Time travel of sorts
Being in Europe also had a weird effect on my perspective of time. Somehow, the world seems older and newer there simultaneously. Do you, like me, have a fuzzy timeline in your head against which you make sense of all parts of human history? I have one. On the far right is a line marked “Present.” There’s a line 300ish years to the left marked “America as we know it.” And then there’s a line 1,700 years to the left of that marked “Jesus wuz here.”
(I have some faint lines in between, too, like “Serfdom, I think,” and B.C. lines on the far, far left — like “Moses” and “Dinosaurs” — but they are super fuzzy. To the left of Jesus, my timeline basically fades into oblivion like those vanishing points we had to draw in seventh grade art class.)
All that to say, pretty much everything I see in my day-to-day life in the U.S. falls to the right of the “America” line. It’s all less than 300 years old, so mentally, I stay zoomed in on that little portion of human history almost all the time. In Paris and London, I think people must stay zoomed further out on their mental timelines. How could they not, when you can turn this way and that and see structures that are 600, 700, sometimes 1,000 years old?
In Europe, I felt newly aware of the fact that humans have been around for so long, doing their human things — so much longer than we usually think about in America. Here is all the evidence, entire cities worth of evidence.
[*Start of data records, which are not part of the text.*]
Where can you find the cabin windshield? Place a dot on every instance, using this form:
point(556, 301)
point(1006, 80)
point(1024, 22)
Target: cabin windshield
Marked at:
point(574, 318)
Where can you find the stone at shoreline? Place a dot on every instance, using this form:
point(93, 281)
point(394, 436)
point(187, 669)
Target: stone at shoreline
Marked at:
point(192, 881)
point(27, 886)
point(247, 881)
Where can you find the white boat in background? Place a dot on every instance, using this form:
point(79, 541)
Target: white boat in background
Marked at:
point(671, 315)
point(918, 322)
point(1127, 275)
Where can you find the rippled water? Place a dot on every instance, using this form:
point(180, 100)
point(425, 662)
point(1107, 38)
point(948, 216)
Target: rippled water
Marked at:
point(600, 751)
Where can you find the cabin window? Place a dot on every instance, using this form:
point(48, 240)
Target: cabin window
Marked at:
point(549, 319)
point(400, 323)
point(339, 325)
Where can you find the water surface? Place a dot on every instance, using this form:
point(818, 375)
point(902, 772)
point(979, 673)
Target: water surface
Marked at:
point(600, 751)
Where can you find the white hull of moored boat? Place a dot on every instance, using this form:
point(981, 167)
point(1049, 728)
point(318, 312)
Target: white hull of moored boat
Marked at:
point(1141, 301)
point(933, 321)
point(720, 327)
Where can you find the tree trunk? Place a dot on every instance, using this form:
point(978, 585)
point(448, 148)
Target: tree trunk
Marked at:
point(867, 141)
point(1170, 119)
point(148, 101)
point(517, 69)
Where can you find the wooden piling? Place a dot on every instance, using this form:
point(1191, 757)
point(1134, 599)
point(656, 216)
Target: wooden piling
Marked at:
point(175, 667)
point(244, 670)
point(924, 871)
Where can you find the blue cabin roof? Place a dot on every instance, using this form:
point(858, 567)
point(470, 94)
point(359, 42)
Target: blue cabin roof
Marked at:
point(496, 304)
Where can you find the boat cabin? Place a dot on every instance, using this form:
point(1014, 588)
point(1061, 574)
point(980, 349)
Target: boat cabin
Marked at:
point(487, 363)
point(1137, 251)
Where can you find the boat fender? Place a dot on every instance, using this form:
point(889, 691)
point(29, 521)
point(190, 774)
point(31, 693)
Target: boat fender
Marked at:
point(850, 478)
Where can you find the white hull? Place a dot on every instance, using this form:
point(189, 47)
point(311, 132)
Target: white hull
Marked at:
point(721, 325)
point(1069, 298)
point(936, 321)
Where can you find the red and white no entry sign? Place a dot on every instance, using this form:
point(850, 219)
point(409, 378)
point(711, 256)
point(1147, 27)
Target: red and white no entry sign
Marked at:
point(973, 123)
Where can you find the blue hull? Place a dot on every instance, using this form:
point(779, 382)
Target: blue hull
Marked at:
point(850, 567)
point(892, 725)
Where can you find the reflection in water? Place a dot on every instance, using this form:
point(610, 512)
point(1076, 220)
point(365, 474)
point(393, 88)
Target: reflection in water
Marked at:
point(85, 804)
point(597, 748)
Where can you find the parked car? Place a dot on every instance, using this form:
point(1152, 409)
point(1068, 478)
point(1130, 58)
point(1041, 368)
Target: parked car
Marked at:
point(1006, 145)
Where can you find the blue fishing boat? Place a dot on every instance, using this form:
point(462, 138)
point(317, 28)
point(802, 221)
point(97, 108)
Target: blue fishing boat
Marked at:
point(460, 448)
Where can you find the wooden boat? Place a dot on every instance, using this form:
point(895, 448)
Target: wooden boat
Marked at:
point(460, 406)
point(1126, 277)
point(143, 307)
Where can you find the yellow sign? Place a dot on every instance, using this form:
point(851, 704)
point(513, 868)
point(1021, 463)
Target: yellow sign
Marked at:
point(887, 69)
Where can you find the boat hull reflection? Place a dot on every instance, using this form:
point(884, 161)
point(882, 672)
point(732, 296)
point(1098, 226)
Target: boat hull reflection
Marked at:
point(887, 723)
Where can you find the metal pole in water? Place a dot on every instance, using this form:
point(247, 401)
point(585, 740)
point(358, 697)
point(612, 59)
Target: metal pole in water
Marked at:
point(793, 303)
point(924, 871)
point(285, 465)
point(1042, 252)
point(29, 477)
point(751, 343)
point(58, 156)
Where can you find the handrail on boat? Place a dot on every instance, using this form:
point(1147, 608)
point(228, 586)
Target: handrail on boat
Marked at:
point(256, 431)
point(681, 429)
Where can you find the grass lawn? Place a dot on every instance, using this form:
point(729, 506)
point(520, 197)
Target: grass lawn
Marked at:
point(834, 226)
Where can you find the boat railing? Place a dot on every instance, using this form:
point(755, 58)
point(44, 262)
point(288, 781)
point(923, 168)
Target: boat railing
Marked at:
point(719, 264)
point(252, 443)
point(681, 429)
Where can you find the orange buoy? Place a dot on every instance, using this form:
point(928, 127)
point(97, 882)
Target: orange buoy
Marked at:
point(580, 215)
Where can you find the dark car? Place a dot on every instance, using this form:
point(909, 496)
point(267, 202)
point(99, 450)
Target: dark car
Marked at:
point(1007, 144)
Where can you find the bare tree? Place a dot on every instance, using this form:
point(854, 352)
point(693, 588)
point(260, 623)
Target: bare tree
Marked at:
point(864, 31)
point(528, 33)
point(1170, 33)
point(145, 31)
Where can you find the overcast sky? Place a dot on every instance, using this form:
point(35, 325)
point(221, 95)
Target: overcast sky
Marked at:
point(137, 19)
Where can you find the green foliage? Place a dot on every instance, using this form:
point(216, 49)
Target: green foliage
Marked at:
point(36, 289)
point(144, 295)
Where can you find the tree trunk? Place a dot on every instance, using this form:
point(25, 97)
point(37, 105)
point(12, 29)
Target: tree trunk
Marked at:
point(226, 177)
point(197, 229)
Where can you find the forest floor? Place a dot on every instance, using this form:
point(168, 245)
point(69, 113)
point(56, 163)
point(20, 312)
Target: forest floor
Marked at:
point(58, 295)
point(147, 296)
I felt small and finite there. But, simultaneously, I felt as though a thousand years didn’t sound quite so long anymore. I’d been made to zoom out on my mental timeline, and suddenly the whole of human history seemed shorter. Once you’ve stood in a building that’s 1,000 years old, 2,000 years become conceivable, and from that perspective, the “Jesus” line is a lot closer to the “Present” line than you ever realized before. (In related news, I really want to visit Israel now.)